NOTE 1: Make a safe backup copy of your original file first, in case anything goes wrong! :)

NOTE 2: These advanced features only work on a .DOC (not .docx) format. If you have a .docx file, use save-as to create a 'Word 97-2003' .doc format.

If you want to put in some time up front to mark the existing formatting, the Nuclear Assistant can do a much better, more reliable job.1

If you mark your existing italics by placing {{i}....{i}} characters around them, they will all get correctly formatted in the output. You do this using Find/Replace, as follows:

  • Find what: empty box, and hit the Control-I key -- below the Find box it should say "italics" now (and nothing else).
  • Replace with: {{i}^&{i}}    (suggest you copy & paste that.)
  • Do Replace All
  • Your italicized text should now look like: {{i}blah blah blah{i}}

You can do the same thing for Bold, if you like, using control-B instead of control-I in the Find box to select bold (turn off italics in the Find box by typing control-I another time or two until "italics" goes away), and a replace text of: {{b}^&{b}.

If you have Underlines, same as above but Find with control-U and replace with: {{u}^&{u}}

IMPORTANT: If you mark italics/bold/underlines with {}, then you must mark them all, as the software will ignore any other italics/bold/underlines and apply only the ones you've marked. This is to prevent multiple sets of formatting tags that can cause confusing, improper results (like italics that never get turned off so huge chunks of normal text come out in italics, yuck). So mark them all with {}, or don't mark any.

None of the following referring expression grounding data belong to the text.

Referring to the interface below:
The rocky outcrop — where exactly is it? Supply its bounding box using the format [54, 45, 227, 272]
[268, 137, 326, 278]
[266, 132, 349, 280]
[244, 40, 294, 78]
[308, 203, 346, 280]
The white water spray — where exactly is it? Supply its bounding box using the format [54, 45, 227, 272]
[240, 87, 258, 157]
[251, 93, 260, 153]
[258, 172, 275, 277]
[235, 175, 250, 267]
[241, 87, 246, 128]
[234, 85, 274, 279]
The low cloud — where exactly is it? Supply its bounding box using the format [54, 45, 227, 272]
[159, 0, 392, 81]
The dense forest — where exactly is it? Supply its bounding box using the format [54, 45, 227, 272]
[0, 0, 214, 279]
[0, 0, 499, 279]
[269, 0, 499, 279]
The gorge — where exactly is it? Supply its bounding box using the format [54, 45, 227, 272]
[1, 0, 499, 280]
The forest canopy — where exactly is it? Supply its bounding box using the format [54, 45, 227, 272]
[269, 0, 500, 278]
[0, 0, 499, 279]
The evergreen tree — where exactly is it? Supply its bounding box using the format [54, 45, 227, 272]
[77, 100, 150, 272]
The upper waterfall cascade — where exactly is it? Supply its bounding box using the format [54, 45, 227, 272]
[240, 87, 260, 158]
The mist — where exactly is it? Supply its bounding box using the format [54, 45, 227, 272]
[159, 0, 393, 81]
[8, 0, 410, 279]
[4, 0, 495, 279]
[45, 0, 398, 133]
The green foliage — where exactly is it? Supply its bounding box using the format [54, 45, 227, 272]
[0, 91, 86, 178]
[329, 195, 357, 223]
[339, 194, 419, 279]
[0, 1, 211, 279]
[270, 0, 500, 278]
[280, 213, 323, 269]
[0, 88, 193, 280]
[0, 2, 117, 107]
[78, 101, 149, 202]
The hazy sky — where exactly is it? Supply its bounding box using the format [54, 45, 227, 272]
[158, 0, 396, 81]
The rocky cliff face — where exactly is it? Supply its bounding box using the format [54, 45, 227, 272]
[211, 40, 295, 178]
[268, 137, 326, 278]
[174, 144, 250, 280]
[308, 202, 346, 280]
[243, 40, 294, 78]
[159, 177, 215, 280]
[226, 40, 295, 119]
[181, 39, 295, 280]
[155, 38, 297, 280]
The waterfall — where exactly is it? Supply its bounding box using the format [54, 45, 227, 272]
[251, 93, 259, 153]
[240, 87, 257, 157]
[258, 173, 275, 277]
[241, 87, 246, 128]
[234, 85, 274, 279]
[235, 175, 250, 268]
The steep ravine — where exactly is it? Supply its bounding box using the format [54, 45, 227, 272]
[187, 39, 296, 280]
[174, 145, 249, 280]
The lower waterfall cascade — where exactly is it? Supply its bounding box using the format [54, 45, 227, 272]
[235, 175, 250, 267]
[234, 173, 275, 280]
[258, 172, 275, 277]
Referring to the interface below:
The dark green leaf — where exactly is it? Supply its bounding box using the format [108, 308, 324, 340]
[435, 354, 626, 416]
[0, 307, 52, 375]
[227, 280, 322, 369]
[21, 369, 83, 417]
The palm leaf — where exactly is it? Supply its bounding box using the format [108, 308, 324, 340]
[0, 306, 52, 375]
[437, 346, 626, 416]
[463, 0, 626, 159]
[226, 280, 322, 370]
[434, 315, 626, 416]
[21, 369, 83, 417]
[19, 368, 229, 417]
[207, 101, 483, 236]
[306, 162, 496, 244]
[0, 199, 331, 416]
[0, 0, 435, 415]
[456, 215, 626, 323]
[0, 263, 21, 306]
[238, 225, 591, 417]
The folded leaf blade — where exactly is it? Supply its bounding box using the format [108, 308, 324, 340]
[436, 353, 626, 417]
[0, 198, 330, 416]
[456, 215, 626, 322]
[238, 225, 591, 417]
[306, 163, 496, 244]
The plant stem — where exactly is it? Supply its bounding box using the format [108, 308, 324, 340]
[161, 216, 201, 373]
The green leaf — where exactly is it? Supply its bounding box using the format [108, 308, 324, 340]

Centering: Use control-E in the Find box to find centered lines, and replace with: {{c}^&{c}}

Right justified lines: Use control-R in the Find box to find right-justified lines, and replace text of: {{r}^&{r}}

Superscripts & subscripts: In the Find dialog box, possibly under "More" or something like that, is "Format". With the cursor positioned in the Find-what box, click Format, then Font, then select superscript or subscript. Replacement text: {{sub}^&{sub}} or {{sup}^&{sup}}

Headers: Chapter headings, subheadings and such can be marked with {{H1}} , {{H2}}, etc. at the start of the line. Like above, with the cursor in an empty find-what box, click More, Format, Style, then choose "Heading 1" (or 2, 3...) from the list. Use a replacement text of: {{H1}}^&

Indented text (that is, an entire left indent, not just first line): Place {{s}} at the start and {{e}} at the end of the indented area.

It might also look better to have a blank line before and after the indented section.

(Note that these are hard to find easily or reliably with Find/Replace so best done manually.)

It also honors the "table of contents" markup as described here.

Now that you have all your formatting marked up, submit your .doc file into the Nuclear Assistant. Our software will remove all formatting (the so-called "nuclear option") then put back all the formatting you marked. This file should be all set for uploading to Smashwords (or at least much closer than it was).


1 Notes:

The Nuclear Assistant tries to preserve most of these format elements without the markup, but it can be fooled; and it doesn't always detect centered/indented/right-justified text in any event. You can try your file without doing all the markup, and just put in the markup it doesn't find.

Things this may not handle properly:

  • Tables just get flattened into text; that may not look very good at all. (However, Smashwords forbids tables, so you have to do something. They recommend images [ick]. You can also upload your own .epub file, which can contain tables, but make sure it passes "epubcheck" or they'll reject it.)
  • Word-automatic bullet points and automatically numbered paragraphs may come out ok, or may not. Smashwords forbids these too. Trying to fix them in the software may cause a bit of a jumble, so best to replace them manually if this doesn't do it right.
  • Our software also may not handle images right, or footnotes; it tries, but no guarantees.
  • Images that aren't "in line with text" may end up in random places in the text, or may not convert at all. (Smashwords requires all images to be "in-line" anyway.)
  • Text inside "text boxes" will likely end up in the wrong place, like at the end of the file. (Smashwords balks at text boxes anyway, so first move the text out of the boxes and put it where you want it.)

The Nuclear Assistant also removes more than three blank lines in a row (because Smashwords doesn't like that).

The Nuclear Assistant removes all {} markup when it's done. If you want to keep it for any reason, the form has an option to do that. (Definitely keep your original version as a backup, and a backup of your marked-up file in case you need to run it through again.)